INDIVIDUAL | Inducted 2004 [Posthumous]
Roger Brown achieved international recognition for innovations in American art. He developed a unique way of portraying and pointedly commenting on urban infrastructure, social issues, nature, history, and events both personal and societal.
Born in 1941 in Hamilton, Alabama, James Roger Brown came to Chicago in 1962 to study at the American Academy of Art and at the School of the Art Institute of Chicago. He finished a commercial design program at the Academy in 1964, then studied fine art for four years at the School, which granted him a bachelor’s degree in 1968 and a master’s in 1970. He then received a fellowship to travel through Europe and Egypt, where he began to collect objects and images that helped to make travel one of the recurring themes of his work.
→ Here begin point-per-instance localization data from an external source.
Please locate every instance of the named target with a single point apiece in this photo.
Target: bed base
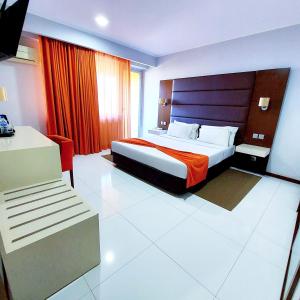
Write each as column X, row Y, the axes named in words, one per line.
column 164, row 180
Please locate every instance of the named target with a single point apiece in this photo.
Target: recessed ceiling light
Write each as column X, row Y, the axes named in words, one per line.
column 101, row 21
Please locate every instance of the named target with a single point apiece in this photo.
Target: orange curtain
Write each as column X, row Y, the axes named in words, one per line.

Brown was a leader in the emerging movement known as Chicago Imagism, characterized not only by its artists’ own narrative, communicative originality but by the relations between their works and the objects that they collected and that surrounded them. Brown was also influenced by other ethnicities, self-taught artists, popular culture, politics, and religion. By 1972 Brown gained inclusion in Franz Schulze’s book on Chicago art since 1945, Fantastic Images. Brown’s relationship with architect George Veronda also began in 1972. Later, both architecture and landscape figured distinctively and prominently in Brown’s work, which traversed painting; printmaking; sculpture of found, painted, and assembled objects; stage sets; and mosaic murals (such as those over the entrance at 100 North LaSalle Street and at Howard Brown Health Center). For 27 years he was represented by Chicago’s Phyllis Kind Gallery, and his art has been exhibited nationally and abroad.
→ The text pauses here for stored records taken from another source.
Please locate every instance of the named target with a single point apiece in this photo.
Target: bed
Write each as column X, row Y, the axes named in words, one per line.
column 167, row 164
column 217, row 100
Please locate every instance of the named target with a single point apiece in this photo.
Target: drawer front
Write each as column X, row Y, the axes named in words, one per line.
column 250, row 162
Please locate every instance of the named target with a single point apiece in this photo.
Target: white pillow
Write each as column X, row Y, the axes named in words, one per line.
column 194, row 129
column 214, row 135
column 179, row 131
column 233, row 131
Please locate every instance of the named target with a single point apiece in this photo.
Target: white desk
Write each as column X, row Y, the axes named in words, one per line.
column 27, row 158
In 1979, Brown designed sets for a Chicago Opera Theater production of Mozart’s “Così Fan Tutte”, In that year he also began work on a residence and studio in New Buffalo, Michigan, which Veronda designed. Veronda died of lung cancer in 1984, but Brown continued to live in the Michigan residence while also maintaining his earlier home and studio in a Victorian storefront building at 1926 North Halsted Street. He eventually moved to La Conchita, California. Brown died in 1997 just short of his 56th birthday. He was buried in Opelika, Alabama, and a cenotaph for him is next to Veronda’s grave in Chicago’s Graceland Cemetery.
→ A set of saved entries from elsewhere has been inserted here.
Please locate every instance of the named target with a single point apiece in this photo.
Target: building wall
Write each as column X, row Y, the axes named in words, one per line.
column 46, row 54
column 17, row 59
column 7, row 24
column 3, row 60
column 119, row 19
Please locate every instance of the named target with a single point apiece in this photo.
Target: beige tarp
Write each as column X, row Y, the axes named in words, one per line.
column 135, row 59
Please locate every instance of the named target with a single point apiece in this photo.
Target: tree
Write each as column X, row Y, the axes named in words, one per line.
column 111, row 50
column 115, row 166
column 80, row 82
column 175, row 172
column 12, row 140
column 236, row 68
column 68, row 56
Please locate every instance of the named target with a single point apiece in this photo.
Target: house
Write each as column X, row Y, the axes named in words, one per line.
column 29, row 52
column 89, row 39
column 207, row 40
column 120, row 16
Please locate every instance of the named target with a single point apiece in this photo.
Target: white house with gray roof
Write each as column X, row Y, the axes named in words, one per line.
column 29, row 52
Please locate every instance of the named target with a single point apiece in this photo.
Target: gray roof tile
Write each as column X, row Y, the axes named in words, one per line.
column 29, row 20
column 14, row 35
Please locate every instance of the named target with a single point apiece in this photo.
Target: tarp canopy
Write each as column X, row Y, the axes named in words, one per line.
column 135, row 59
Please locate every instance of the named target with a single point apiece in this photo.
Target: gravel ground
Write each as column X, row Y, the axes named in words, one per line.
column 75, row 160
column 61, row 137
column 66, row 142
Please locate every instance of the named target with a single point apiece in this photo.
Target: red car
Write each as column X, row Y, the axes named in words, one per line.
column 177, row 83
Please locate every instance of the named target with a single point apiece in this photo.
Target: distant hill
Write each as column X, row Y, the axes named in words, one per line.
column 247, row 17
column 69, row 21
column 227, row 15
Before and after death, Brown gave the School of the Art Institute of Chicago his Michigan residence and studio, which serves as an artist’s retreat for faculty and staff; his collection of art, books, and archival materials, which inspired him and now is open to the public as a study collection in the Halsted Street building; and his California home and collection. He also gave the school many of his own paintings and prints in addition to the copyright on all his works.
Brown was both an amateur genealogist and a believer in leaving a legacy to future generations. Of his kaleidoscopic collection and its donation, Brown wrote: “I feel the things in the collection are of universal appeal to all artists and people with a sense of the spiritual & mystical nature that material things can evoke.” His visions as a Chicago artist have had worldwide appeal. He died November 22, 1997.